Harry, kapıyı arkasından kapattı ve bakışlarını Liam'ın üzerinde tutmaya devam ederken konuştu. "Ben seni nereden tanıyorum?"

Liam'ın alaycı kahkahası salonu doldurdu. "Sevgilimi çalmaya çalışmıştın."

Harry, uzun paltosunu çıkartıp, mutfak sandalyesinin üzerine astıktan sonra koltukta Louis'nin yanına oturmuş ve elinde ki bira şişesini çekerek büyük bir yudum almıştı.

"Lütfen hatırlamama biraz daha yardım et, ismi neydi?" Harry'nin kibirli ifadesi, Louis'nin kaşlarını çatmasına sebep olmuştu.
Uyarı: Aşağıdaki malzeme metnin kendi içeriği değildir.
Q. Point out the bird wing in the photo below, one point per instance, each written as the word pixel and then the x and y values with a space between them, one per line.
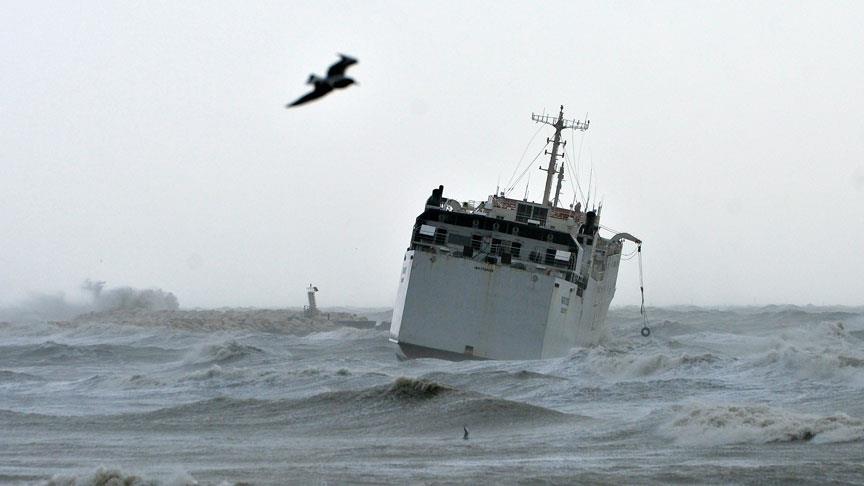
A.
pixel 320 90
pixel 338 69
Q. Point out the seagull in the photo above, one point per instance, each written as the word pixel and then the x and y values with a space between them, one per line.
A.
pixel 335 79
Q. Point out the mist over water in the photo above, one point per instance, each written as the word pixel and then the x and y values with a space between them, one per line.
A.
pixel 92 298
pixel 742 395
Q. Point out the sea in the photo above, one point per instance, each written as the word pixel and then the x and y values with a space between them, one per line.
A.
pixel 727 395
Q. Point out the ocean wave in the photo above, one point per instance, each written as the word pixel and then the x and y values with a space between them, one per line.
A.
pixel 50 352
pixel 636 363
pixel 405 406
pixel 222 353
pixel 709 425
pixel 7 376
pixel 104 476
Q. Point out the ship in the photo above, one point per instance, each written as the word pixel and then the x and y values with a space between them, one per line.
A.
pixel 505 278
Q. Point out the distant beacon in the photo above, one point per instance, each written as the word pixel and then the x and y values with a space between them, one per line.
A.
pixel 311 310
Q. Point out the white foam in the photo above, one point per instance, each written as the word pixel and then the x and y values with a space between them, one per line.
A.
pixel 707 425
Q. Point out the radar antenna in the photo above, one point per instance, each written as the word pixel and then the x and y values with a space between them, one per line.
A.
pixel 559 125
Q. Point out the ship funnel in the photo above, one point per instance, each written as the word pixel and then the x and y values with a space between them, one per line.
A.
pixel 436 197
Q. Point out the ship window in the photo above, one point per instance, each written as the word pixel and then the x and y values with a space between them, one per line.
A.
pixel 515 247
pixel 440 236
pixel 524 212
pixel 562 256
pixel 457 239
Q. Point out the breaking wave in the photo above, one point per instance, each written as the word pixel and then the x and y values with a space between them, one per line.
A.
pixel 405 406
pixel 227 352
pixel 629 363
pixel 104 476
pixel 708 425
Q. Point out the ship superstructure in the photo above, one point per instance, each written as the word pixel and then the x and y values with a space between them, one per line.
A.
pixel 506 278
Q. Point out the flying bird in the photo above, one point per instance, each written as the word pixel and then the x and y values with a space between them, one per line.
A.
pixel 335 79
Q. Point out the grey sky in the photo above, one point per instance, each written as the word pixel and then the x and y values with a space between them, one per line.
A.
pixel 146 143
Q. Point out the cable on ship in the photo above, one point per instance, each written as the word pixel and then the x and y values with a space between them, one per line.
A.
pixel 646 331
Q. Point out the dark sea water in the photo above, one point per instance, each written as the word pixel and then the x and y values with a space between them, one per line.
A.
pixel 755 395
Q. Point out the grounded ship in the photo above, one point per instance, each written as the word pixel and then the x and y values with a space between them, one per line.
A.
pixel 506 278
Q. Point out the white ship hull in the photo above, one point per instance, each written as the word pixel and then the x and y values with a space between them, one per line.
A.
pixel 457 308
pixel 507 278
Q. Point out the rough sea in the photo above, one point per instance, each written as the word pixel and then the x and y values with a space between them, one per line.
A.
pixel 769 395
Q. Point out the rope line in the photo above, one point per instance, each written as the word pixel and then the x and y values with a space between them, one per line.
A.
pixel 645 330
pixel 519 164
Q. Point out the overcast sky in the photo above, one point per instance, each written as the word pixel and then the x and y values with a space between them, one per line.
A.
pixel 147 143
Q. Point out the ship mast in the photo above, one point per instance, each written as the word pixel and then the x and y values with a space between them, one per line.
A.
pixel 559 125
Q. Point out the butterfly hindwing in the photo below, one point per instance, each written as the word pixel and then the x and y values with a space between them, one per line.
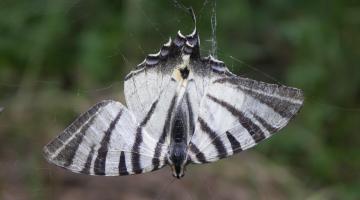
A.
pixel 106 140
pixel 237 113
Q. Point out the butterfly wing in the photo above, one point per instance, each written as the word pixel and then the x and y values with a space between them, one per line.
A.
pixel 106 140
pixel 237 113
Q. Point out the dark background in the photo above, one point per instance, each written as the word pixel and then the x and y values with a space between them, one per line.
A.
pixel 59 57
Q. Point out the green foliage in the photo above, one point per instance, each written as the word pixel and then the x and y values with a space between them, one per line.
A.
pixel 55 55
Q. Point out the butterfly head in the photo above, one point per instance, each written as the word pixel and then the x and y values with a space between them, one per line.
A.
pixel 178 159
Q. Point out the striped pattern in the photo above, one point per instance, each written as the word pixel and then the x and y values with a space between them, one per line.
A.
pixel 243 114
pixel 102 142
pixel 221 114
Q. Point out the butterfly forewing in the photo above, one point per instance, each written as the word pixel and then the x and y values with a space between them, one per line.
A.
pixel 237 113
pixel 106 140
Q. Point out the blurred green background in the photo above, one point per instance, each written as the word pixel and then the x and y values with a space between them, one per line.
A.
pixel 57 58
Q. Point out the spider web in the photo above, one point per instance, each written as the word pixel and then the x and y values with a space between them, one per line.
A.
pixel 24 89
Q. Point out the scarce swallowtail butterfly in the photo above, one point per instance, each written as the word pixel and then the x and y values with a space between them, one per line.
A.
pixel 181 109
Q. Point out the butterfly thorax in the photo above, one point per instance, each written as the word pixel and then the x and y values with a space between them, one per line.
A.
pixel 179 131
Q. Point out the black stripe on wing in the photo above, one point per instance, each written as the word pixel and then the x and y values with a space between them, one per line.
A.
pixel 86 168
pixel 83 123
pixel 216 141
pixel 99 165
pixel 255 131
pixel 285 108
pixel 123 171
pixel 199 155
pixel 235 145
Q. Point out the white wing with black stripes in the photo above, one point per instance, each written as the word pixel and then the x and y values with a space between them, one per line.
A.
pixel 182 109
pixel 237 113
pixel 106 140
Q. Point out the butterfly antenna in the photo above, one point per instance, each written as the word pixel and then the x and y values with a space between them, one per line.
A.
pixel 192 13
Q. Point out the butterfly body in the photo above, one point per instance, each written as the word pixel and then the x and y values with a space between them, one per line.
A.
pixel 181 109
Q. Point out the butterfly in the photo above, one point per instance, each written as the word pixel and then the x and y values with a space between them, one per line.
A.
pixel 181 109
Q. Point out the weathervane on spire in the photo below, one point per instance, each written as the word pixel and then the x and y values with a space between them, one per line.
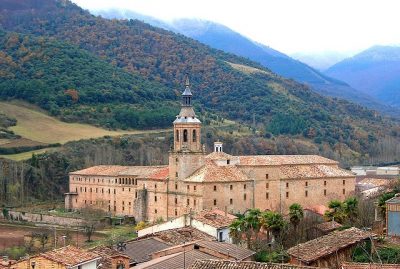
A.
pixel 187 83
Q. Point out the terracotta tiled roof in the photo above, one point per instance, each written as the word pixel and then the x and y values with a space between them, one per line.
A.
pixel 284 160
pixel 312 171
pixel 319 209
pixel 175 261
pixel 70 256
pixel 353 265
pixel 230 250
pixel 107 254
pixel 159 172
pixel 394 200
pixel 211 172
pixel 374 182
pixel 224 264
pixel 328 226
pixel 327 244
pixel 215 218
pixel 140 250
pixel 181 235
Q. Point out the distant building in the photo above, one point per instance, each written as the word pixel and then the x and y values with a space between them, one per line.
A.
pixel 63 258
pixel 393 216
pixel 194 180
pixel 328 251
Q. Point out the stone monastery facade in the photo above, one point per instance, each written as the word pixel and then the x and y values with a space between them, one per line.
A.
pixel 194 180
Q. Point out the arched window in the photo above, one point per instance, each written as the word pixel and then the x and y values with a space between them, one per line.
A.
pixel 194 136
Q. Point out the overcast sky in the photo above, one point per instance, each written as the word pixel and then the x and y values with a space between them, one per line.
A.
pixel 289 26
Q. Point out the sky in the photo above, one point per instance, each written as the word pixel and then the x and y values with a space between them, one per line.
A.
pixel 290 26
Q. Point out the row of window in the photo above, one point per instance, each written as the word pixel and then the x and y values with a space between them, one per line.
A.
pixel 98 190
pixel 124 181
pixel 306 183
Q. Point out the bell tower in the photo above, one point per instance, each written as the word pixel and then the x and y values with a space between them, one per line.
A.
pixel 187 126
pixel 187 154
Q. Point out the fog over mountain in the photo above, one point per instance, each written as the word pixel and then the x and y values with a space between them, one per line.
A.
pixel 375 71
pixel 221 37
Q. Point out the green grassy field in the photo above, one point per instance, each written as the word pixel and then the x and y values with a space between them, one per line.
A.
pixel 35 126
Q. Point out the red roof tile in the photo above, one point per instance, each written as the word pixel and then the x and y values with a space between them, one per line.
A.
pixel 70 256
pixel 325 245
pixel 284 160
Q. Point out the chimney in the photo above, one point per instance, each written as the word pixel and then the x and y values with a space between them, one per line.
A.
pixel 217 146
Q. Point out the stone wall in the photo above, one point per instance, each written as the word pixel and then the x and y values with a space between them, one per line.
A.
pixel 46 219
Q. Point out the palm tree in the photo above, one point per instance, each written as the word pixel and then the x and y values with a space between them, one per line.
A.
pixel 350 208
pixel 296 214
pixel 236 230
pixel 274 222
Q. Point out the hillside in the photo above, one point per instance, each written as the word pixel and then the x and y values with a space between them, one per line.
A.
pixel 75 85
pixel 221 37
pixel 24 134
pixel 132 48
pixel 375 71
Louis, onu uyarmak -belki de evden gitmesini sağlamak- için elini bacağına koydu ve hafifçe sıktı. "Harry-"

Tam konuşmaya başladığında Liam'ın sesi, onu bastırmıştı. "Ne o? Havalı görünmek için her gün başka biriyle randevuya çıkıp, önceki hafta olanları unutuyor gibi mi davranacaksın?"